Cannot acquire DBConnection after 1000 tests run during CircleCI tests while in :shared mode

We have our elixir project setup to run a circleci job where it invokes mix test. We are seeing recently and in increasing frequency this type of an error:

     19:57:51.320 [error] Task #PID<0.3093.0> started from #PID<0.3098.0> terminating
     ** (DBConnection.ConnectionError) could not checkout the connection owned by #PID<0.3072.0>. When using the sandbox, connections are shared, so this may imply another process is using a connection. Reason: connection not available and request was dropped from queue after 129ms. You can configure how long requests wait in the queue using :queue_target and :queue_interval. See DBConnection.start_link/2 for more information
         (ecto_sql 3.4.4) lib/ecto/adapters/sql.ex:593: Ecto.Adapters.SQL.raise_sql_call_error/1
         (ecto_sql 3.4.4) lib/ecto/adapters/sql.ex:526: Ecto.Adapters.SQL.execute/5
         (ecto 3.4.4) lib/ecto/repo/queryable.ex:192: Ecto.Repo.Queryable.execute/4
         (ecto 3.4.4) lib/ecto/repo/queryable.ex:17: Ecto.Repo.Queryable.all/3
         (ecto 3.4.4) lib/ecto/repo/preloader.ex:203: Ecto.Repo.Preloader.fetch_query/8
         (ecto 3.4.4) lib/ecto/repo/preloader.ex:120: Ecto.Repo.Preloader.preload_assoc/10
         (elixir 1.10.3) lib/task/supervised.ex:90: Task.Supervised.invoke_mfa/2
         (elixir 1.10.3) lib/task/supervised.ex:35: Task.Supervised.reply/5
         (stdlib 3.12.1) proc_lib.erl:249: :proc_lib.init_p_do_apply/3
     Function: &:erlang.apply/2
         Args: [#Function<8.71330160/1 in Ecto.Repo.Preloader.maybe_pmap/4>, [{{:assoc, %Ecto.Association.Has{cardinality: :many, defaults: [], field: :action_shootouts, on_cast: nil, on_delete: :nothing, on_replace: :delete, ordered: false, owner: TheScoreData.Schemas.HockeyBoxScore, owner_key: :id, queryable: TheScoreData.Schemas.HockeyActionShootout, related: TheScoreData.Schemas.HockeyActionShootout, related_key: :box_score_id, relationship: :child, unique: true, where: []}, {0, :box_score_id}}, nil, nil, []}]] error_logger=%{tag: :error_msg} report_cb=&Task.Supervised.format_report/1

Here is our setup code in our tests configuring the mode:

  # test/test_helper.exs
  ExUnit.start(capture_log: true)
  Ecto.Adapters.SQL.Sandbox.mode(Op.Repo, :manual)
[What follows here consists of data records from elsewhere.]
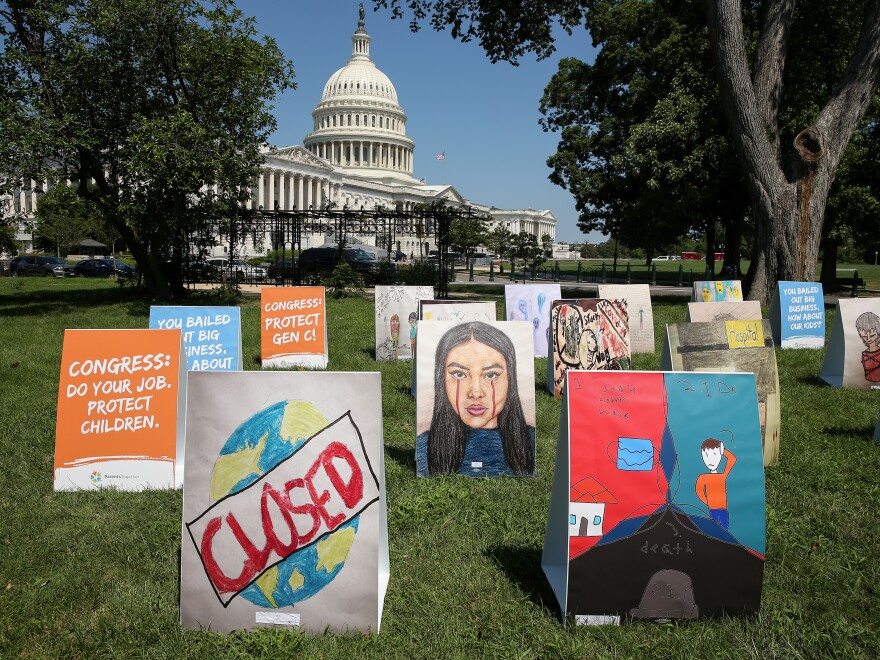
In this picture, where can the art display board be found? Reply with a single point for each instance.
(641, 316)
(731, 346)
(482, 423)
(717, 291)
(531, 302)
(590, 333)
(747, 310)
(657, 509)
(458, 311)
(398, 307)
(211, 335)
(284, 511)
(853, 355)
(797, 315)
(293, 327)
(121, 402)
  # test/support/data_case.ex
  setup tags do
    :ok = Ecto.Adapters.SQL.Sandbox.checkout(Op.Repo)

    unless tags[:async] do
      Ecto.Adapters.SQL.Sandbox.mode(Op.Repo, {:shared, self()})

We have a code smell in a test we recently integrated that passes after almost exactly 20 seconds each time, so we suspect we may have side-effects from another test impacting this one. We’re investigating that part of it.
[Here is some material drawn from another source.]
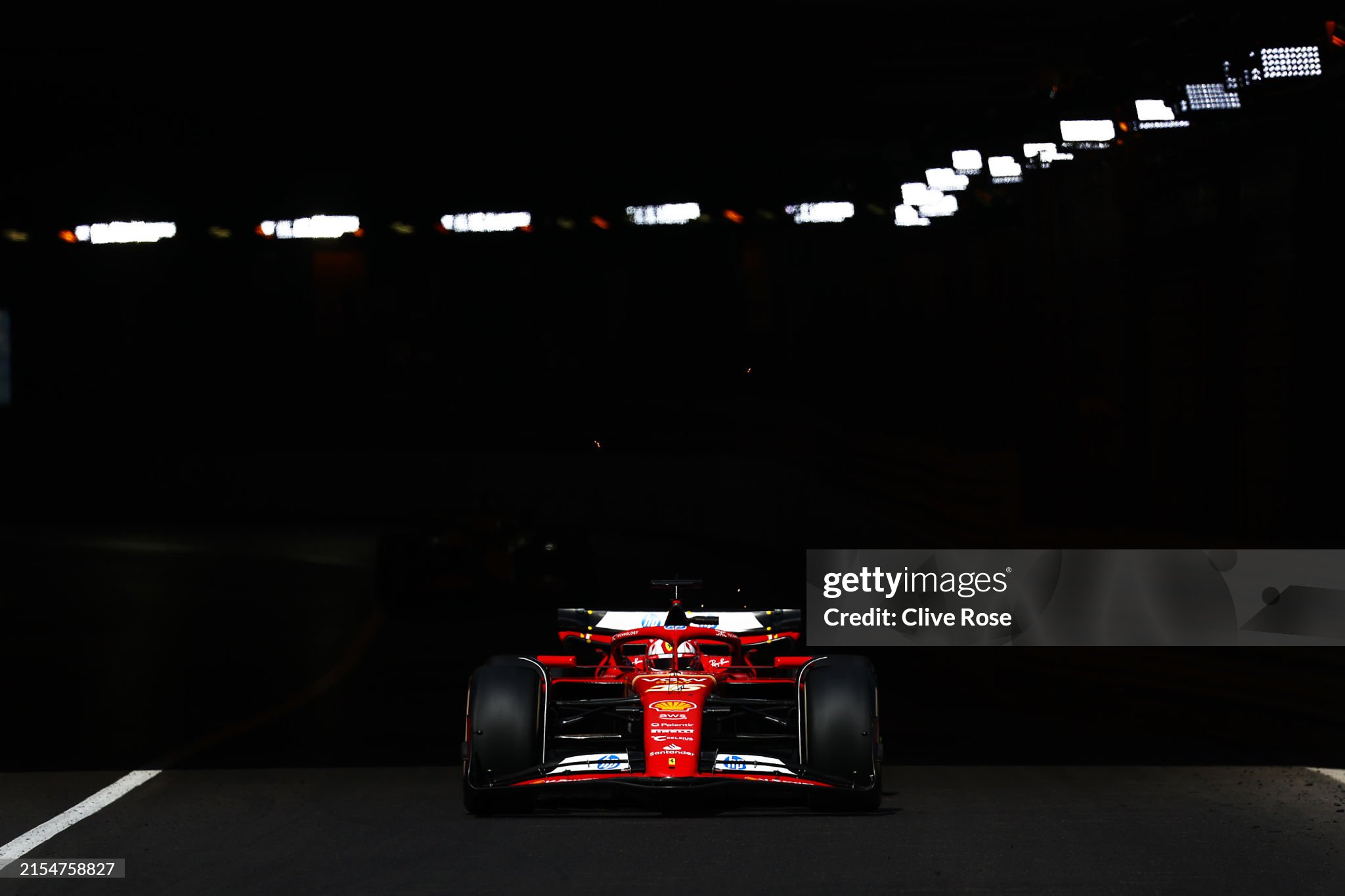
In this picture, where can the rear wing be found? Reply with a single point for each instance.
(753, 626)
I believe we are using the above configuration is the same you get with a new phoenix app and that is we created this app from, and I had a quick glance in a new phoenix app to confirm as well.
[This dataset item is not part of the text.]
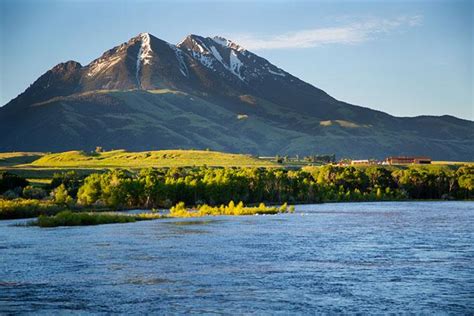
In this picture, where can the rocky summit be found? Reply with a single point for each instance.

Another question, why the query timeout set to around 50ms? Is that… low? If there is a 50ms network interruption due to jitter/queued packets etc. stuff out of the control of the machine running the elixir code… would this error happen?


For those out there that run into this, we increased the time from 50ms to 1000ms and this problem went away.

diff --git config/releases.exs config/releases.exs
index c2bb2657f..217cc973a 100644
--- config/releases.exs
+++ config/releases.exs
@@ -13,10 +13,11 @@ config :op, Op.Repo,
   username: System.fetch_env!("MYSQL_USER"),
   password: System.fetch_env!("MYSQL_PASSWORD"),
   port: String.to_integer(System.fetch_env!("MYSQL_PORT")),
   pool_size: String.to_integer(System.fetch_env!("MYSQL_POOL_SIZE")),
   timeout: String.to_integer(System.fetch_env!("MYSQL_QUERY_TIMEOUT")),
+  queue_target: 1000,
   charset: "utf8mb4",
   prepare: :unnamed,
   log: :debug

I actually even increased it to 5000 in one of my last commercial Elixir projects. Made the app really lag-proof and very rarely somebody actually had to wait for more than 1000-2000 ms.